14. c. To modify our model to include the effects of exports and imports, we need to take two steps: Add
exports, X, to other sources of spending as another source of demand for U.S. products. Subtract
imports, M, from total spending by U.S. residents. Consumers will import more goods as income
rises.
15. c. The fraction m is known as the marginal propensity to import. We subtract this fraction from b, the
overall marginal propensity to consume, to obtain the MPC for spending on domestic goods, b – m.
16. a. An increase in exports (X) affects the intercept of the expenditure function.
17. a. In this graph, a decrease in the price level causes a move along the aggregate demand curve, from
point A to point B.
The Income-Expenditure Model
179
18. d. If GDP is $10,000, consumption spending will be $2,000 (autonomous consumption spending) plus
0.8 times $10,000, which is $2,000 plus $8,000 = $10,000..
19. The multiplier of autonomous planned investment shows the change in equilibrium income resulting
from a change in autonomous planned investment spending. Each dollar of additional investment yields
more than one dollar of additional income. In a closed economy without taxation, this multiplier equals
1/ (1 – MPC). If the MPC equals 0.8, for example, then the multiplier equals 5. In other words, for each
additional dollar of investment spending, equilibrium income will rise by five dollars.

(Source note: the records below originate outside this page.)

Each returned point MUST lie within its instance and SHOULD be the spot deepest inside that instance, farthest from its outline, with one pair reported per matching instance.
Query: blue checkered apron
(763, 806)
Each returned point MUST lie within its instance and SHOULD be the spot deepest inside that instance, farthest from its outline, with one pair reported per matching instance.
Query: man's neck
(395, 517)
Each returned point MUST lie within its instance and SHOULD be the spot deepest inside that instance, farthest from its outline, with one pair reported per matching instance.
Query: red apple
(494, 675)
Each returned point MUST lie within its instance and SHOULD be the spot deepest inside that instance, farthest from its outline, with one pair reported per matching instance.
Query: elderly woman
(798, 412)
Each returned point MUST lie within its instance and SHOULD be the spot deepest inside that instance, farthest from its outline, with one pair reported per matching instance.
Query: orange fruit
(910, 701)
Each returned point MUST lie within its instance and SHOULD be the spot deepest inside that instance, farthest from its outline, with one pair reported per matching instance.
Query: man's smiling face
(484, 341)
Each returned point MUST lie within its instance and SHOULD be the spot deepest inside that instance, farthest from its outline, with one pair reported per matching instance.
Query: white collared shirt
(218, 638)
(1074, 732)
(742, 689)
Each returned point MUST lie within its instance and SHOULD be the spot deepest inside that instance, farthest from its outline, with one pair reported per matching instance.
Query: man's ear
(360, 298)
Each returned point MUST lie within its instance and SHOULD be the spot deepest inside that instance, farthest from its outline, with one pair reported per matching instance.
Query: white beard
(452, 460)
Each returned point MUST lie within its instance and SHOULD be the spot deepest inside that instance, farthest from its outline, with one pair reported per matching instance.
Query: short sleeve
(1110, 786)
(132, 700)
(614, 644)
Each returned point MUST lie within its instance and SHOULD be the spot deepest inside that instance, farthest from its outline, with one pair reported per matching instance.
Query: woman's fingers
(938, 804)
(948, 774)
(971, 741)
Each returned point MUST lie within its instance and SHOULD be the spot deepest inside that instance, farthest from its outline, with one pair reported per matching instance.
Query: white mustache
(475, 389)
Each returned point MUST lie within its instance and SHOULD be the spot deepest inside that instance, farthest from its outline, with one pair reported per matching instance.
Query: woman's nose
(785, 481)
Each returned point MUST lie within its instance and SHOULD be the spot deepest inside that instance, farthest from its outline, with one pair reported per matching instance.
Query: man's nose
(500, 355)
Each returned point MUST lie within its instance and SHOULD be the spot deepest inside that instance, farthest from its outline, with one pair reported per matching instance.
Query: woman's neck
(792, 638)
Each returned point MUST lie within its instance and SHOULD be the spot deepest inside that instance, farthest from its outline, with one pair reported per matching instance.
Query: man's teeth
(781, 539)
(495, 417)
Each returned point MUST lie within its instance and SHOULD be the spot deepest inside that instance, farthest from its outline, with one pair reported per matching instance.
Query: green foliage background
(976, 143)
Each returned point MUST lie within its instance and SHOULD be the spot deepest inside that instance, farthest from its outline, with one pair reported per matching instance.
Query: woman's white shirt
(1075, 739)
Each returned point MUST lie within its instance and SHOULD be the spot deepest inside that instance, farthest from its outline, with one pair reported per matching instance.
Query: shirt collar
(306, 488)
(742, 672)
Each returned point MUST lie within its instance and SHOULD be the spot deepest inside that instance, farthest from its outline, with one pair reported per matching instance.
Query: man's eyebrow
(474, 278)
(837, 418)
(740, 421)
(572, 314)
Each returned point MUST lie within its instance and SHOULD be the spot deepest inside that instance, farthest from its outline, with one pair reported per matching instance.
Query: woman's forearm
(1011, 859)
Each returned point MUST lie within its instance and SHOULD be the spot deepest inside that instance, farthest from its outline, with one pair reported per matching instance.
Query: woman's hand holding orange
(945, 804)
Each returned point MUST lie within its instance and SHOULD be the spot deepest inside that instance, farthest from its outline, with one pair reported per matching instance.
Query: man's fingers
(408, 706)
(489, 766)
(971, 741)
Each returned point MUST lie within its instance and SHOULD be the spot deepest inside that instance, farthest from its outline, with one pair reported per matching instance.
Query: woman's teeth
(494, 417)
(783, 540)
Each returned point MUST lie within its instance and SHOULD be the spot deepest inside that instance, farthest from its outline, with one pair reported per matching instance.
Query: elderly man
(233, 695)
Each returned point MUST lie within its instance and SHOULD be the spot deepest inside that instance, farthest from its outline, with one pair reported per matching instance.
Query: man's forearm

20. The value of autonomous consumption equals 50, or the value of consumption when income equals
zero. The marginal propensity to consume (MPC) is the slope of the consumption function. Using any
two pairs of income and consumption values, the MPC = 0.75. Using any two pairs of income and
saving values, the MPS = 0.25, or 1 – MPS. The consumption function equals C = 50 + 0.75Y, and
the saving function equals S = – 50 + 0.25Y.
21. Since households and firms are two different groups of people, the spending and saving decisions of
households are divorced from the investment and production decisions of business firms. For
example, suppose that business expectations became pessimistic. Business firms would reduce
planned investment, regardless of how low interest rates dipped. If firms were unwilling to use
household saving to invest, then saving would be too high. If saving is too high, consumption is too
low, and some of the goods produced by the firm remain unsold. This, in turn, would prompt business
firms to reduce output and employment in future periods. This was the Keynesian argument, which,
combined with the existence of sticky wages, helped to explain the persistence of unemployment. If a
reduction in output and employment fails to put downward pressure on prices and wages, then the
economy could remain stuck at a level of output below the potential output for an extended period.
22. Exports are an autonomous component of expenditure. Exports depend on the income of foreigners,
not domestic income. Regardless of the level of domestic income, exports remain the same. Imports
depend on the level of domestic income. As domestic income rises, imports rise by an amount called
the marginal propensity to import (MPI). For example, for each additional dollar of income, domestic
consumers may spend 20 cents on foreign goods, making the marginal propensity to import 0.2. The
marginal propensity to import ends up in the denominator of the multiplier for the economy. As the
marginal propensity to import increases, the multiplier becomes smaller, rotating the aggregate
expenditure function clockwise, and decreasing the level of output and income. While exports
contribute to higher GDP, imports cause the contrary. The effect of net exports on equilibrium output
and income is positive as long as exports exceed imports.